The consistent success across all reported cases suggests that laparoscopic antireflux surgery is safe and effective in SIT patients when appropriate technical modifications are employed. Our case, with an operative time of 98 minutes and a similar postoperative course, aligns well with these previous reports.
The selection of the anterior 180° partial fundoplication was based on extensive evidence supporting its effectiveness and reduced side-effect profile. Recent meta-analyses demonstrate that partial fundoplication achieves excellent reflux control while significantly reducing the incidence of postoperative dysphagia and gas-related symptoms compared to complete wrap [7,10]. Quality of life studies show sustained improvements across multiple domains with anterior partial fundoplication [16]. The technical simplicity and reduced dissection requirements of partial fundoplication make it particularly well-suited for cases involving complex anatomical variants such as SIT.
This case demonstrates that SIT should not be considered a contraindication to laparoscopic antireflux surgery. With appropriate preoperative planning and intraoperative technical modifications, excellent outcomes can be achieved. The key success factors include a thorough understanding of the reversed anatomy, strategic port placement, maintenance of surgeon ergonomics, and selection of appropriate surgical techniques.

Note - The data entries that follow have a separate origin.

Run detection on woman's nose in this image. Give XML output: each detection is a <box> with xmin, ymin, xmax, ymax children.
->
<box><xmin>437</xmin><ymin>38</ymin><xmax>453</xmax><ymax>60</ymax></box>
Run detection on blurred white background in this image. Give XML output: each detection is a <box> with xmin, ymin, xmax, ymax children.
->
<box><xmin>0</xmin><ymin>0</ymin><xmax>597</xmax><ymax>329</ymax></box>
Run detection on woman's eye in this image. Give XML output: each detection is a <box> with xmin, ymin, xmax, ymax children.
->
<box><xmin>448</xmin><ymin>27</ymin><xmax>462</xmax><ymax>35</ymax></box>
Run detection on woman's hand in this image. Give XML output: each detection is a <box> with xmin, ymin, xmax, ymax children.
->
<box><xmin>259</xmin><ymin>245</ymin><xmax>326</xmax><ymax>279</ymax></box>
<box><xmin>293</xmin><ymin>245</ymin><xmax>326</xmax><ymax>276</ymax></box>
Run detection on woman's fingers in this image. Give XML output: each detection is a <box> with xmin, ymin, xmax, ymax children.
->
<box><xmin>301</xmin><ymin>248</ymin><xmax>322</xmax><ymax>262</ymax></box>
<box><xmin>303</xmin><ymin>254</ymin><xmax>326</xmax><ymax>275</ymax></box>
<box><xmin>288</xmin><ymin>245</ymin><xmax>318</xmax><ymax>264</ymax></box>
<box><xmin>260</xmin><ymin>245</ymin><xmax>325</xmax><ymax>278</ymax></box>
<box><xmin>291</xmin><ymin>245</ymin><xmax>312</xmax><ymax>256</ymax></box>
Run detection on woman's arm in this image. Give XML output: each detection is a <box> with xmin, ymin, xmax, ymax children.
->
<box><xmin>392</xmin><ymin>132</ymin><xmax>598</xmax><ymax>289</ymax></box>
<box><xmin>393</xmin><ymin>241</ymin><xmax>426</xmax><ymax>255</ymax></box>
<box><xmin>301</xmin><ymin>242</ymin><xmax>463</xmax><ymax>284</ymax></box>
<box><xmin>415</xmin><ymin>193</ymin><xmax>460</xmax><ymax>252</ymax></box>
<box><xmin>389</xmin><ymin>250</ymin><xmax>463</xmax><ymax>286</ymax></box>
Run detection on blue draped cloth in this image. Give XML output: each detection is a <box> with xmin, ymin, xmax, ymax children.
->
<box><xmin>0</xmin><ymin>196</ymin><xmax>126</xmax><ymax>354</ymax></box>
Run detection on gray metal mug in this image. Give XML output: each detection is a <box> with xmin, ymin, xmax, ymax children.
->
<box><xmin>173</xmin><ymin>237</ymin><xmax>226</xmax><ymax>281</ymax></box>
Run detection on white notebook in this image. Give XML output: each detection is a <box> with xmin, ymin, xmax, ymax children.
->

This case report has several limitations. As a single case, it cannot establish definitive safety or efficacy data for anterior partial fundoplication in SIT patients. Long-term follow-up beyond one year will be necessary to assess the durability of the repair and sustained symptom control. Additionally, objective postoperative assessment with pH monitoring or contrast studies would strengthen the evidence for effective reflux control, though the excellent clinical outcomes suggest adequate antireflux function.
Conclusions
This case represents the first reported laparoscopic anterior 180° partial fundoplication for hiatal hernia repair in a patient with SIT. The procedure was successfully completed with excellent clinical outcomes at one-year follow-up. Key success factors include mirror-image port placement, maintenance of surgeon ergonomics despite reversed anatomy, and appropriate surgical technique selection. With proper technical modifications, laparoscopic antireflux surgery can be safely and effectively performed in patients with SIT. The anterior 180° partial fundoplication technique may offer particular advantages in this population due to its technical simplicity and reduced side-effect profile, though further cases and longer follow-up will be necessary to establish definitive recommendations.